Celle-ci représente une bonne solution de rattrapage mais nécessite des cultures homogènes, de la même hauteur. »
Revoir le système dans son ensemble
À l’heure du bilan, l’agriculteur juge passer autant de temps à désherber aujourd’hui en bio qu’auparavant, en tenant compte de toutes les tâches nécessaires à l’application d’un produit phytosanitaire (commande, enregistrement, stockage, préparation de la bouillie, application, rinçage du pulvérisateur…). Il estime le coût global d’utilisation en désherbage mécanique inférieur à celui réalisé en chimique. Par exemple, la herse étrille coûte environ 15 000 € à l’achat, soit près de 25 €/ha. Parmi les points négatifs, l’agriculteur note un manque d’efficacité du désherbage mécanique, laquelle dépend fortement de la faculté à intervenir au stade optimum.

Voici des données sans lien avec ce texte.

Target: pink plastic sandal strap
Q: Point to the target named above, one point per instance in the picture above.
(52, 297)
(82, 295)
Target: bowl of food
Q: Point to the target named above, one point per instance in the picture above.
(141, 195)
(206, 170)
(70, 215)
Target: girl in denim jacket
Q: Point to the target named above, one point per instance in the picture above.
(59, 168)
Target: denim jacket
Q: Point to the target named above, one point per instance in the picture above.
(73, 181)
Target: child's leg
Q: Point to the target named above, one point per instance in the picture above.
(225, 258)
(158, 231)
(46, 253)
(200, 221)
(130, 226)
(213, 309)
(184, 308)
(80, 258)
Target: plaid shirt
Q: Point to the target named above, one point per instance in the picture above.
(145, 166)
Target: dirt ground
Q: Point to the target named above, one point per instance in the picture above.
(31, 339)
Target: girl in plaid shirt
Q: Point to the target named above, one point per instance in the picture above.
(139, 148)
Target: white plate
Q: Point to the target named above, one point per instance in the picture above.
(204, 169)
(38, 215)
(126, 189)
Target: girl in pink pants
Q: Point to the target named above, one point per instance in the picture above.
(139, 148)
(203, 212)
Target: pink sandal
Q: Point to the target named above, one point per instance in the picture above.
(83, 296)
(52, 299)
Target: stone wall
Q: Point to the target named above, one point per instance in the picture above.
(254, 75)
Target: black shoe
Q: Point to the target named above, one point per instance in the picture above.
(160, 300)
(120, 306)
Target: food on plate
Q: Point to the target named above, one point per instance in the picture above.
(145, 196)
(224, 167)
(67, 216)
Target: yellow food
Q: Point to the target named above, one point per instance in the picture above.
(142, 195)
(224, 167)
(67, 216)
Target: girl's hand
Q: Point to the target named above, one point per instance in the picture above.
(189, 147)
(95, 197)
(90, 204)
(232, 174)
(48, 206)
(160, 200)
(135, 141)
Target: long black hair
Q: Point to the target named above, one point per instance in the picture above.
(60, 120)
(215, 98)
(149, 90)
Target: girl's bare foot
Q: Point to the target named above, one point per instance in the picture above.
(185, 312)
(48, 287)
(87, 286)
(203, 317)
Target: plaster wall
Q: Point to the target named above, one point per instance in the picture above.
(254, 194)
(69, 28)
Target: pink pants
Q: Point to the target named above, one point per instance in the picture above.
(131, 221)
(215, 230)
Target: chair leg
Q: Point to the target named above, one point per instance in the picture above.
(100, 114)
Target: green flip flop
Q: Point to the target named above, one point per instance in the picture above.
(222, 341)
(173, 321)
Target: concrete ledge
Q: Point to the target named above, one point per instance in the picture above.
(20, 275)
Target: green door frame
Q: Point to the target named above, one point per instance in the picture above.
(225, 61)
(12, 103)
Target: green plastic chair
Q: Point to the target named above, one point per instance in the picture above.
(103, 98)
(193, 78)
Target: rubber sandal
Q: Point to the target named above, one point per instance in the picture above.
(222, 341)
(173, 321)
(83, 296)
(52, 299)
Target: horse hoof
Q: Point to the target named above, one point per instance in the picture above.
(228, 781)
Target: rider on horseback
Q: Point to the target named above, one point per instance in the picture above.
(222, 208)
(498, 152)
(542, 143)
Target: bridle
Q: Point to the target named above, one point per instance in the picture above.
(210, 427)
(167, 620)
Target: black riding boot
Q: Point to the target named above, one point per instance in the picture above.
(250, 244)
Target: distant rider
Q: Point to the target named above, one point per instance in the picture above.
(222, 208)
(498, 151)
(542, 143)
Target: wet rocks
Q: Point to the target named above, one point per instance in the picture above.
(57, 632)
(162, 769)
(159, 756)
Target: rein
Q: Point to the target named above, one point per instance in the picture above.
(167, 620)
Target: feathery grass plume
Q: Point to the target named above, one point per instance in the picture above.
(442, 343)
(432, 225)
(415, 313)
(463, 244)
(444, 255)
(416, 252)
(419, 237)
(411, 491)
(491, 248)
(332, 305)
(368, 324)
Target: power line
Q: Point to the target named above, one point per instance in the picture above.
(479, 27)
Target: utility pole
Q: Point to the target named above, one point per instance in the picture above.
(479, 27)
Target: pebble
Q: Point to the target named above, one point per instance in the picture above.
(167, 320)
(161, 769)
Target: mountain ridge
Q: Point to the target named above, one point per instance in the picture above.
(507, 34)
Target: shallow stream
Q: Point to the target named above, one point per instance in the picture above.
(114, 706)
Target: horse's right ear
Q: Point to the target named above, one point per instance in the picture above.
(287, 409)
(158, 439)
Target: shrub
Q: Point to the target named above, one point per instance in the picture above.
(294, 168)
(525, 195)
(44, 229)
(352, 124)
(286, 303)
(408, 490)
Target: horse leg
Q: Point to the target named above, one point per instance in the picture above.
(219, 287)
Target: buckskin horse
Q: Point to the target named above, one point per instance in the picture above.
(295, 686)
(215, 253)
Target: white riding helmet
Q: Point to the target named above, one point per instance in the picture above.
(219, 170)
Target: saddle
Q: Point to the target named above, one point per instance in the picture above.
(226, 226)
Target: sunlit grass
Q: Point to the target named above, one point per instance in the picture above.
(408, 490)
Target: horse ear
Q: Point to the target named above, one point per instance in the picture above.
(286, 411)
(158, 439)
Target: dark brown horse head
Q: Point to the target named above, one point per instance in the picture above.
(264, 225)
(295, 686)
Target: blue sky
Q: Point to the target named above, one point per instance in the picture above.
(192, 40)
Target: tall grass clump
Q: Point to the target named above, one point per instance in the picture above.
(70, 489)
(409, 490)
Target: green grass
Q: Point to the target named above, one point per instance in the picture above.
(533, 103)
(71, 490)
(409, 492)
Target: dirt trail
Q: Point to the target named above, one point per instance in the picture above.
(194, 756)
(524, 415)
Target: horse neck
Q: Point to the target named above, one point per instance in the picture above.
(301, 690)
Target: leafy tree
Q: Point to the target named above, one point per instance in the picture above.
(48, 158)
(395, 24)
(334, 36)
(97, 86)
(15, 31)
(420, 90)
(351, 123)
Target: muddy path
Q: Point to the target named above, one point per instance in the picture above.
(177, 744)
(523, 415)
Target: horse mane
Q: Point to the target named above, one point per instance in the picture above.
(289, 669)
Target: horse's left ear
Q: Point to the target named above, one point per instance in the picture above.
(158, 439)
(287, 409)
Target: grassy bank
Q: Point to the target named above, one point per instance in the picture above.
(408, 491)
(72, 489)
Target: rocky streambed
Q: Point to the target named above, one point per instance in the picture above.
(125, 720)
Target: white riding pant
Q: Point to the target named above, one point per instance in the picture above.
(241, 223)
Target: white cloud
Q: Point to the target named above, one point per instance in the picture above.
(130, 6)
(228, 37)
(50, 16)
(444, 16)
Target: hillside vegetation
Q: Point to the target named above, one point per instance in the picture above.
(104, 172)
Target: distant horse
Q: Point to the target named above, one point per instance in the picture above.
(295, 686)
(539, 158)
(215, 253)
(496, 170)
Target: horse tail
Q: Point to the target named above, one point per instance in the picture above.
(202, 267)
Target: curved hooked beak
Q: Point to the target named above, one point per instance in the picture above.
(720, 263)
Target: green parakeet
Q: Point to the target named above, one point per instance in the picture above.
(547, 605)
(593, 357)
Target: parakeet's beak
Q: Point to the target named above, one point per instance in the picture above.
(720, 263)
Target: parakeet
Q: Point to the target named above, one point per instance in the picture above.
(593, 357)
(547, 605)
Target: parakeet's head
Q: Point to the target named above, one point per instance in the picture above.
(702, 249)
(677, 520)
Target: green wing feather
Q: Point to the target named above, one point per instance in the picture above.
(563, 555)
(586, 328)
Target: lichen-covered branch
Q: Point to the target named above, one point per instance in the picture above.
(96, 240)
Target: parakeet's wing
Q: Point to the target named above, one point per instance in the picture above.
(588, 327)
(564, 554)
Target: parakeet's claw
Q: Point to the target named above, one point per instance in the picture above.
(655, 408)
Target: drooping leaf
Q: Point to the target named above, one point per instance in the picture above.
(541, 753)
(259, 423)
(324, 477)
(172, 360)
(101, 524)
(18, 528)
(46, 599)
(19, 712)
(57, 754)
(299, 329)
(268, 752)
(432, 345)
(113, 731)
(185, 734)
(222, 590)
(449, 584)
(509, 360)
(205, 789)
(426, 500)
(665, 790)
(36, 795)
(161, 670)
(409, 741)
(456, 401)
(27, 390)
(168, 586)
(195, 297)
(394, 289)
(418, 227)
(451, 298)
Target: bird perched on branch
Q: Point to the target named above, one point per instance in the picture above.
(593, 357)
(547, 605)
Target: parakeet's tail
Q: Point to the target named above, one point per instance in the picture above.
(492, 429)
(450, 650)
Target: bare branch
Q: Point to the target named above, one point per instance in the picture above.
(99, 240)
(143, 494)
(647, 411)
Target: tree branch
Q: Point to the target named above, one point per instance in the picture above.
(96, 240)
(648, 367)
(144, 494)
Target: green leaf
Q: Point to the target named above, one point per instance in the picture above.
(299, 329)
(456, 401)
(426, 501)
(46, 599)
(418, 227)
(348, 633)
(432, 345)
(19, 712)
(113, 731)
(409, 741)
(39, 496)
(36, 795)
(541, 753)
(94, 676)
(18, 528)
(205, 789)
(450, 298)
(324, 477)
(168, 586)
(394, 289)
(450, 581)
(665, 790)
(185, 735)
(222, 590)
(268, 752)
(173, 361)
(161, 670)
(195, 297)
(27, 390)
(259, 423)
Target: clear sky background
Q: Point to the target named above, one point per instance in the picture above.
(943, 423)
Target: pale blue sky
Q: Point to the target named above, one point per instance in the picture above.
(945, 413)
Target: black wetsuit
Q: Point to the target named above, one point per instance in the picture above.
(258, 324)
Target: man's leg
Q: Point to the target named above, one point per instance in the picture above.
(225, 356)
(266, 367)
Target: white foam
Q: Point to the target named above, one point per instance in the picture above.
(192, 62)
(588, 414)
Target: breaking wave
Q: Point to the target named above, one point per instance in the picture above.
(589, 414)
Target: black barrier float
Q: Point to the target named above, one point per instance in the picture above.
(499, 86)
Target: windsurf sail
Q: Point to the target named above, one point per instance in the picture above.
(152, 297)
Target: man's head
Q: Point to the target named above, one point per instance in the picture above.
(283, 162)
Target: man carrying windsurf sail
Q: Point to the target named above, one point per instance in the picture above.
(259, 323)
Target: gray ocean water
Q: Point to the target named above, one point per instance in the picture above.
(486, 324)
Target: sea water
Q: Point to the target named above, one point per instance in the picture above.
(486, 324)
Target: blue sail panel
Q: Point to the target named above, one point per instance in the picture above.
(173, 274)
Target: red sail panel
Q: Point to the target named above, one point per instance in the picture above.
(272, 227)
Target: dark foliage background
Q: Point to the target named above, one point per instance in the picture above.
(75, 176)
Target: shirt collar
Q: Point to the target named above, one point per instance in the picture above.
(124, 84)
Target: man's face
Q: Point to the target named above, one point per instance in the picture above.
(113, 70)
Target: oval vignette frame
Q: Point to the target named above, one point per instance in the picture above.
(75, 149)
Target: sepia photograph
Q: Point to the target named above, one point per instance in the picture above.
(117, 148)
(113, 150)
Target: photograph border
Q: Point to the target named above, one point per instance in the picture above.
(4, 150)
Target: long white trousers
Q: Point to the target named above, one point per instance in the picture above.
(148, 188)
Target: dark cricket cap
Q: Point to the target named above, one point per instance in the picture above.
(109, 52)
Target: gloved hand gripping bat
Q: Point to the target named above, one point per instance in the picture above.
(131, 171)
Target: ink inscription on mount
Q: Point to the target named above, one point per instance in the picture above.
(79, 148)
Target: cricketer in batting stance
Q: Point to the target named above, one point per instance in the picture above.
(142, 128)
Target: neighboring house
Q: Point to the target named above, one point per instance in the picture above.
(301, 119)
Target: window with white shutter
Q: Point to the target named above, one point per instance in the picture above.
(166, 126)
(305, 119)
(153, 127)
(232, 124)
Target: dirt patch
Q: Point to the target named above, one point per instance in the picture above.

Il faut réussir à trouver le créneau et les bonnes conditions climatiques, précise l’agriculteur. La problématique du vulpin, déjà présente auparavant, n’a pas été résolue en passant au bio, même en labourant. La sélectivité s’avère inférieure, les pois et les féveroles, par exemple, restant plus difficilement propres. Mais le désherbage mécanique ne doit pas être le seul outil de gestion des adventices. Il faut en effet revoir la rotation, la préparation des sols, les faux-semis… »
Emmanuel Roch compte en effet développer et allonger la rotation sur un cycle de dix ans. Il prévoit d’arrêter la production de l’orge et d’intégrer de nouvelles cultures comme le chanvre, la lentille, l'épeautre, le sarrasin…
J’aimerais également apprendre à me passer au maximum de la charrue, seulement une à deux fois par rotation, au maximum », conclut-il.